Additional Administrative Savings (2009-10 Savings: $295 million; 2010-11 Savings: $0 million)

The plan includes $295 million in further administrative actions, such as more aggressive Medicaid Fraud targets ($150 million), further debt management to lower state interest costs ($100 million), and an upward reestimate of the amount of revenue that will be collected from the increased 18-A utility assessment enacted in the 2009-10 budget ($45 million).

Battery Park City Authority/Dormitory Authority Transfers (2009-10 Savings: $326 million; 2010-11 Savings: $0 million)

Under this proposal, the state would receive $300 million in excess revenues from the Battery Park City Authority (BPCA) and $26 million from the Dormitory Authority from a transfer to the General Fund.

Regional Greenhouse Gas Initiative (RGGI)/EPF Transfers (2009-10 Savings: $100 million; 2010-11 Savings: $0 million)

This proposal would transfer $90 million in RGGI proceeds and $10 million from the Environmental Protection Fund (EPF) to the General Fund. It is currently expected that RGGI proceeds through the end of 2009-10 will total $220 million, allowing the state to meet its $112 million commitment to the recently passed Green Jobs legislation, as well as this $90 million General Fund transfer. Additionally, it is fully expected that after implementation of the DRP the state would still be able to meet its original 2009-10 EPF cash spending plan of $180 million, which is equal to record 2008-09 levels.

VLT Franchise Payment (2009-10 Savings: $200 million; 2010-11 Impact: -$145 million)
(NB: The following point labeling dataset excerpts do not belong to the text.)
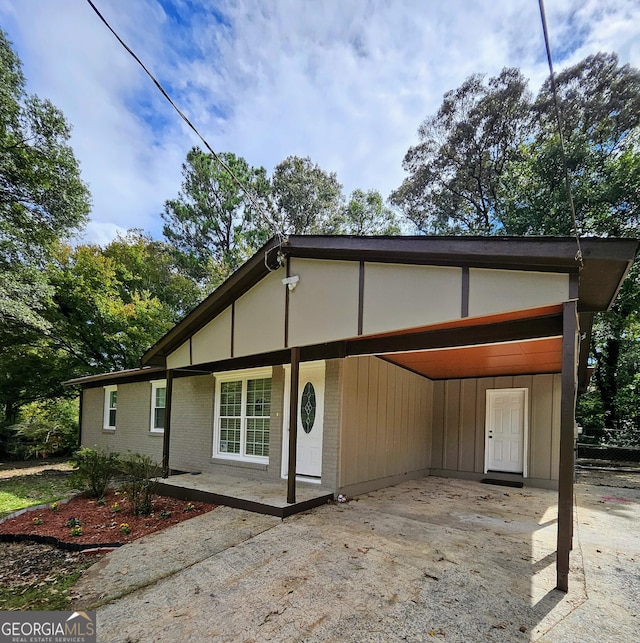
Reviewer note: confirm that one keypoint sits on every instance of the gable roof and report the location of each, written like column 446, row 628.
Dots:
column 606, row 263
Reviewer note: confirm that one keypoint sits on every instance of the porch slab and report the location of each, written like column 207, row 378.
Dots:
column 260, row 496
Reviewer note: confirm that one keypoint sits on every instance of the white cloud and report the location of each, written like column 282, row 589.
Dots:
column 346, row 83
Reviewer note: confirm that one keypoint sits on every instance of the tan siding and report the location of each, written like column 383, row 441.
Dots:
column 362, row 457
column 467, row 444
column 459, row 415
column 387, row 306
column 452, row 419
column 540, row 430
column 213, row 342
column 349, row 418
column 495, row 291
column 386, row 421
column 180, row 357
column 324, row 304
column 437, row 443
column 259, row 317
column 331, row 427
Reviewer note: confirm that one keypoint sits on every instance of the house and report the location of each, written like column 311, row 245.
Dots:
column 400, row 357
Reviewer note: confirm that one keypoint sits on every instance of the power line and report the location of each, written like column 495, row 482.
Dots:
column 554, row 91
column 216, row 156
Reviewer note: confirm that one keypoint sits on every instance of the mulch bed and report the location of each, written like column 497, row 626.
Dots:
column 100, row 525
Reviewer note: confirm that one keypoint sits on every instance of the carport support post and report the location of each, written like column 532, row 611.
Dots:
column 567, row 438
column 293, row 424
column 167, row 424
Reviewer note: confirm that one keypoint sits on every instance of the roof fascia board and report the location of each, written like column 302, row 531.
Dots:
column 515, row 253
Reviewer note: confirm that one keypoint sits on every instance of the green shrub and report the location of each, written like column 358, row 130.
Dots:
column 141, row 475
column 94, row 469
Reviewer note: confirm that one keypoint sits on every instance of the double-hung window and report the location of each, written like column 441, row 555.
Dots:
column 110, row 406
column 243, row 415
column 158, row 404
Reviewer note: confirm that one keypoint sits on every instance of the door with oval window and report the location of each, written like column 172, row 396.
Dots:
column 310, row 421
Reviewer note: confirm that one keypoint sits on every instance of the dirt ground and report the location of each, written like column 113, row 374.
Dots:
column 432, row 559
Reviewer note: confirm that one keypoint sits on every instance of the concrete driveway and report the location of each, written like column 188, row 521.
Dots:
column 433, row 559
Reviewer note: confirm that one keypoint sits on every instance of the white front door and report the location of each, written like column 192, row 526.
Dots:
column 506, row 428
column 310, row 420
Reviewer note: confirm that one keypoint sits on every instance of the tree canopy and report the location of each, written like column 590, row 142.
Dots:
column 490, row 162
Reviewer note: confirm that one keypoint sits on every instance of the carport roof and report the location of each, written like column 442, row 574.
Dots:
column 606, row 263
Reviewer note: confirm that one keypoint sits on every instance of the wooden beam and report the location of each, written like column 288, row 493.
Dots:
column 507, row 331
column 567, row 443
column 167, row 424
column 293, row 424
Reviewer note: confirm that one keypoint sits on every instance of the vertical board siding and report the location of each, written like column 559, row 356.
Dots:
column 467, row 445
column 438, row 425
column 452, row 423
column 349, row 416
column 385, row 421
column 331, row 426
column 459, row 416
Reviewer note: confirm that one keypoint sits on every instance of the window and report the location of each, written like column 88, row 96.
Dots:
column 243, row 415
column 110, row 405
column 158, row 404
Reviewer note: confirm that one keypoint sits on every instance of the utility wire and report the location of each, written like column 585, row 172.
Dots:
column 216, row 156
column 554, row 91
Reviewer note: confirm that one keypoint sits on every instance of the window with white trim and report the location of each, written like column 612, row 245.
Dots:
column 158, row 405
column 243, row 415
column 110, row 407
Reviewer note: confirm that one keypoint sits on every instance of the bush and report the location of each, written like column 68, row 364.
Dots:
column 141, row 475
column 95, row 469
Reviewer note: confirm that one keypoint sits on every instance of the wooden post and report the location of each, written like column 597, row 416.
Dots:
column 293, row 424
column 567, row 441
column 167, row 424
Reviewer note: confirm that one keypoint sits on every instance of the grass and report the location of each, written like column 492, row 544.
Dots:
column 20, row 492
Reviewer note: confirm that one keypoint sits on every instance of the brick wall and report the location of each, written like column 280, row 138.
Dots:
column 133, row 421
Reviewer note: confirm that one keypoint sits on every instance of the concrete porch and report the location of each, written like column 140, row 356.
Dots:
column 260, row 496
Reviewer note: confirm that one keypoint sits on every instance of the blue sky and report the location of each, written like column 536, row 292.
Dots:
column 346, row 83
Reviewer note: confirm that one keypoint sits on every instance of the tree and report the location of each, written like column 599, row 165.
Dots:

The DRP assumes that the winning Aqueduct Video Lottery Terminal bidder will make a franchise payment of at least $200 million in the 2009-10 fiscal year. The previous financial plan assumed that this payment will be made in 2010-11.

Long-term Structural Reforms

In addition to the savings actions necessary to address the immediate issue of closing the state’s mid-year deficit, the DRP would also include several long-term structural reforms to help lower taxpayer costs

Tier V pension reform, which would produce savings of nearly $50 billion over the next thirty years for state and local governments, is a key component of Governor Paterson’s agreements with CSEA and PEF to avoid state employee layoffs. As such, pension reform will be a key component of the DRP.

Additionally, the DRP includes Governor Paterson’s proposed cap on state spending to help address New York’s long-term structural deficit. This initiative would limit state operating funds spending increases to the average inflation rate over the previous three years.